Pierre Claverie est béatifié le 8 décembre 2018 à Oran, en même temps que les dix-huit autres martyrs d'Algérie officiellement appelés « Mgr Pierre Claverie et ses dix-huit compagnons », au cours d'une cérémonie rappelant la volonté de dialogue entre chrétiens et musulmans, le désir commun de paix, et associant le souvenir de toutes les victimes.

Le corps du bienheureux Pierre Claverie repose dans une chapelle de la cathédrale Sainte-Marie d'Oran.

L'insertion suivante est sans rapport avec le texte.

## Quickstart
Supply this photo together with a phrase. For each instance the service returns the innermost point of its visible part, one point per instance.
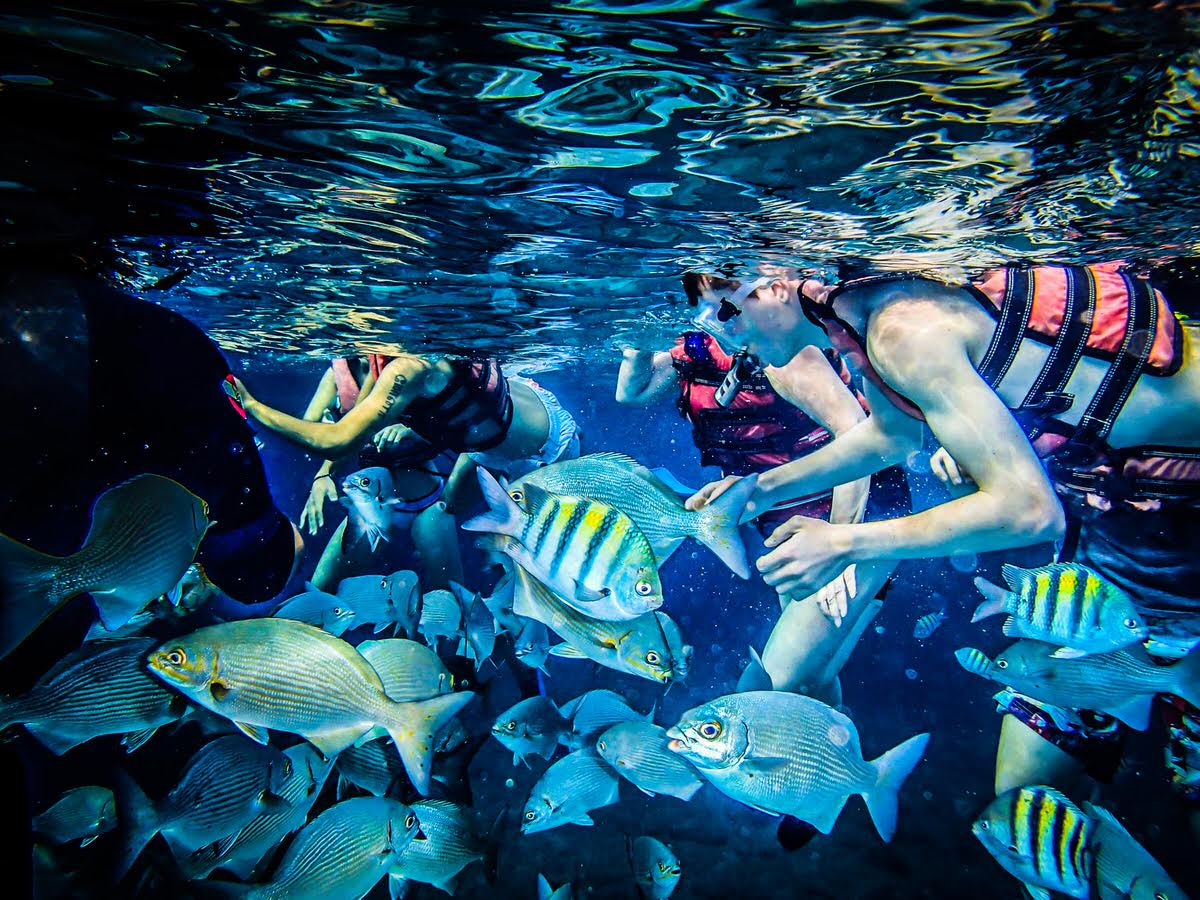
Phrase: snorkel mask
(720, 323)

Pierre et Mohamed. Algérie 1er août 1996 est une pièce, écrite par le dominicain Adrien Candiard à partir de textes de Pierre Claverie, et mise en scène par Francesco Agnello pour le Festival d'Avignon 2011. Elle veut être un hommage au message d'amitié et de respect ancré dans la volonté de dialogue interreligieux de Pierre Claverie. L'auteur a repris les sermons de l'évêque pour les croiser avec les sentiments qu'il prête à Mohamed. Dans cette pièce qui est une médiation plus qu'un spectacle, l'acteur Jean-Baptiste Germain interprète les deux personnages (ce qui renforce l'unité et l'amitié qui liaient les deux hommes, jusqu'à la mort) : Pierre, l'évêque, et Mohammed, son chauffeur. Les paroles de Pierre et Mohamed sont soutenues par le musicien Francesco Agnello avec un hang.

L'engagement de Pierre Claverie pour le dialogue interreligieux peut être illustré par ce court extrait de cette pièce :

« La religion peut être le lieu des pires fanatismes, car les hommes habillent du divin leur soif de toute-puissance ou, plus simplement, leur bêtise. Toutes les religions sont sans cesse exposées à devenir des instruments d'oppression et d'aliénation. Ne laissons pas l'Esprit étouffé par la lettre. Nous pouvons lutter contre ces dénaturations de la foi, la nôtre comme celle des autres, en maintenant le dialogue malgré les remous de surface et les apparents durcissements. Le dialogue est une œuvre sans cesse à reprendre : lui seul nous permet de désarmer le fanatisme, en nous et chez l'autre »

— Pierre Claverie, homélie du 9 octobre 1981, cathédrale d'Oran, citée d'après le texte de Pierre et Mohamed.